Une boucherie de Sao Paulo, au Brésil, le 20 mars. | MIGUEL SCHINCARIOL / AFP

Suspension des importations de la Chine, de l’Union européenne et du Chili : le Brésil, premier exportateur mondial de viande bovine et de volaille, subissait lundi 20 mars les conséquences de la découverte d’un vaste scandale de viande avariée.

Trois jours après le démantèlement d’un réseau de commercialisation de denrées impropres à la consommation, le pays, en pleine récession et déjà secoué par une crise politique majeure, tentait de limiter les conséquences de cette nouvelle affaire. « Le secteur de la viande emploie plus de 7 millions de personnes et représente 15 % des exportations brésiliennes », a tenu à rappeler l’Association brésilienne des exportateurs de viande (Abiec), mettant en garde contre l’impact économique des restrictions des importations de viande.

Mais lundi, les cours des multinationales brésiliennes de l’agroalimentaire JBS et BRF, impliquées dans ce dossier, poursuivaient leur chute à la Bourse de Sao Paulo.
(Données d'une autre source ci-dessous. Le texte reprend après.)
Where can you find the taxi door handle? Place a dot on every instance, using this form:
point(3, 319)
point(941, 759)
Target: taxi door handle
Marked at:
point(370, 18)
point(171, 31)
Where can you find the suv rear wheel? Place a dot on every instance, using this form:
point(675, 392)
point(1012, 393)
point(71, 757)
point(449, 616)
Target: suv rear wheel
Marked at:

Vendredi, BRF avait déjà perdu 10,59 % tandis que JBS avait baissé de 7,25 %.

Entrepôts fermés, enquêtes et limogeages

Pour l’heure, trois entrepôts frigorifiques ont été fermés, dont un appartenant à BRF, selon le ministère de l’Agriculture. Et plus d’une vingtaine d’établissements sont sous le coup d’une enquête et 33 fonctionnaires impliqués ont été destitués.

Le coup commercial le plus rude est venu de la Chine, deuxième acheteur de viande brésilienne au monde, qui a bloqué lundi jusqu’à nouvel ordre les importations de ces produits. « Jusqu’à ce qu’elle reçoive des informations, la Chine ne déchargera pas les viandes importées en provenance du Brésil. Cette nuit, le ministre (de l’Agriculture, Blairo Maggi) tiendra une vidéoconférence avec les autorités chinoises pour mettre les choses au clair », a annoncé le ministère de l’Agriculture.

En 2016, les ventes brésiliennes de viande de poulet vers la Chine ont dépassé les 859 millions de dollars, tandis que celles de viande bovine ont atteint 702,7 millions, selon le ministère brésilien du Commerce (MDIC).

Vigilance de l’UE

Le Chili a également suspendu lundi ses importations, tandis que l’Union européenne a demandé aux autorités brésiliennes des garanties pour ne pas recevoir de viande avariée. « Nous avons demandé au Brésil de retirer immédiatement tous les établissements impliqués dans la fraude de la liste » des sociétés approuvées par l’UE pour l’exportation, a déclaré Enrico Brivio, un porte-parole de la Commission européenne.

Le Brésil est ainsi exhorté à suspendre la certification de ces entreprises, en attendant qu’elles soient définitivement retirées de la liste, a-t-il expliqué.

Sur 21 entrepôts frigorifiques soupçonnés d’avoir commis des irrégularités, quatre ont une licence d’exportation vers l’UE. « La Commission suit (le dossier) de très près avec les Etats membres et nous faisons preuve d’une vigilance supplémentaire dans les vérifications obligatoires sur les importations de produits issus d’animaux en provenance du Brésil », a ajouté Enrico Brivio. Jusqu’à présent aucune alerte n’a été déclenchée sur des produits importés et commercialisés dans l’UE.

Propagande brésilienne

Le principal syndicat européen d’agriculteurs Copa-Cogeca a saisi l’occasion pour appeler de nouveau à la prudence dans les négociations en cours entre l’UE et les pays du Mercosur (Brésil, Argentine, Uruguay, Paraguay) autour d’un accord de libre-échange. « Nous avons besoin d’accords commerciaux équitables et équilibrés dans le domaine agricole. Nous respectons des normes en matière de sûreté des aliments et de bien-être des animaux parmi les plus élevées au monde et il est indispensable que les importations vers l’UE les respectent », a commenté Pekka Pesonen, le secrétaire général du syndicat.

Les négociateurs de l’UE et du Mercosur se retrouvaient justement lundi à Buenos Aires pour un nouveau round de négociations. « Dénigrer la qualité de la viande du principal exportateur mondial n’intéresse que les producteurs des marchés concurrents », s’est défendu l’Association brésilienne des exportateurs de viande, dans une publicité publiée dans les principaux journaux brésiliens.

En 2016, les exportations brésiliennes de viande de poulet ont dépassé les 5,9 milliards de dollars tandis que celles de viande bovine ont atteint 4,3 milliards de dollars, selon le ministère brésilien du Commerce. Le Brésil écoule sa viande dans 150 pays.